“Come fiori tra l’asfalto”, così canta Elisa in una sua canzone evocando l’immagine della forza e della delicatezza dei fiori di città. Città sempre più metropolitane, cosmopolite ma anche sempre più grigie. Fortunatamente però, non solo fiori e fili d’erba si affacciano coraggiosi tra le strade e i palazzi torinesi.
Alzando gli occhi al cielo non è difficile notare terrazzi fioriti e piante rampicanti che di anno in anno combattono il freddo dell’inverno del nord e il caldo afoso delle estati di città, ma le sorprese dei condomini non finiscono qui.
Sbirciando tra terrazzi e garage interni spuntano infatti piccoli orticelli urbani, forse di anziani torinesi che per occupare le loro giornate si divertono a curare minuziosamente, con la poesia di un tempo. Ma con sorpresa, tra i giardini verticali che tanto vanno di moda negli ultimi tempi ecco che tra i palazzi del quartiere San Paolo, all’ombra del palazzo Lancia e degli scheletri delle fabbriche dismesse, compare addirittura un vitigno, piccolo ma rigoglioso.
Inizialmente sembra quasi stonare quel verde intenso tra i panni stesi dei balconi circostanti e il profumo di bucato fresco che va a mescolarsi con quello della terra, punge nel naso di chi lo respira.

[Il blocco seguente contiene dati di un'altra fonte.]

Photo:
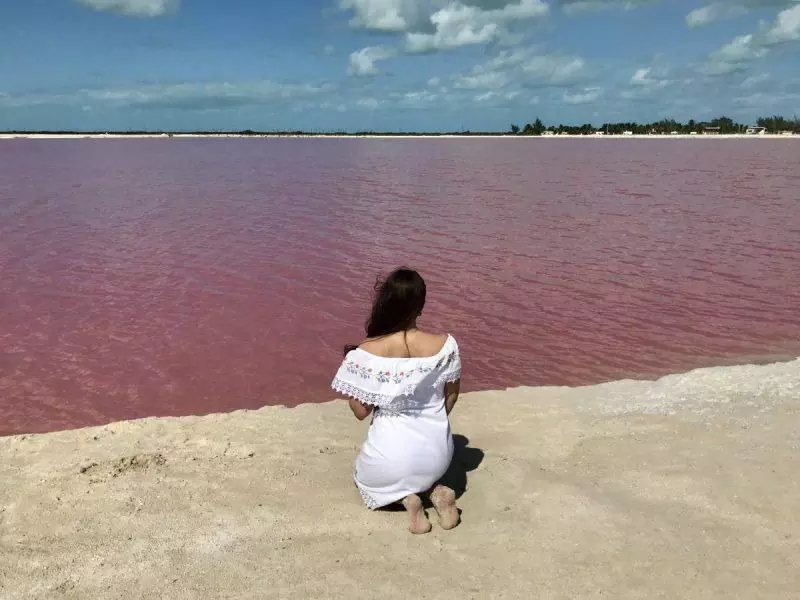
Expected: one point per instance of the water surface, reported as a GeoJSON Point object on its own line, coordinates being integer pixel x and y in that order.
{"type": "Point", "coordinates": [187, 276]}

Viene naturale immaginare la storia di quelle viti, come siano nate sul quel terrazzo, circondate dal cemento e dall’aria in certi giorni irrespirabile, mista a smog e amianto. Forse chi se ne prende cura è un anziano, un pensionato, forse un ex dipendente Fiat che chissà, dopo anni di estenuante e monotono lavoro in fabbrica è riuscito a tornare a quella che era la sua vera passione, il suo primo amore.
Perché Torino è anche questo, unione più che contrapposizione tra nord e sud. Città operaia fatta in gran parte da contadini immigrati trasformati per necessità in operai che non possono e non vogliono dimenticare da dove sono partiti e che adesso, al tramonto di una vita di sacrifici non resta che sperare in un’ottima annata.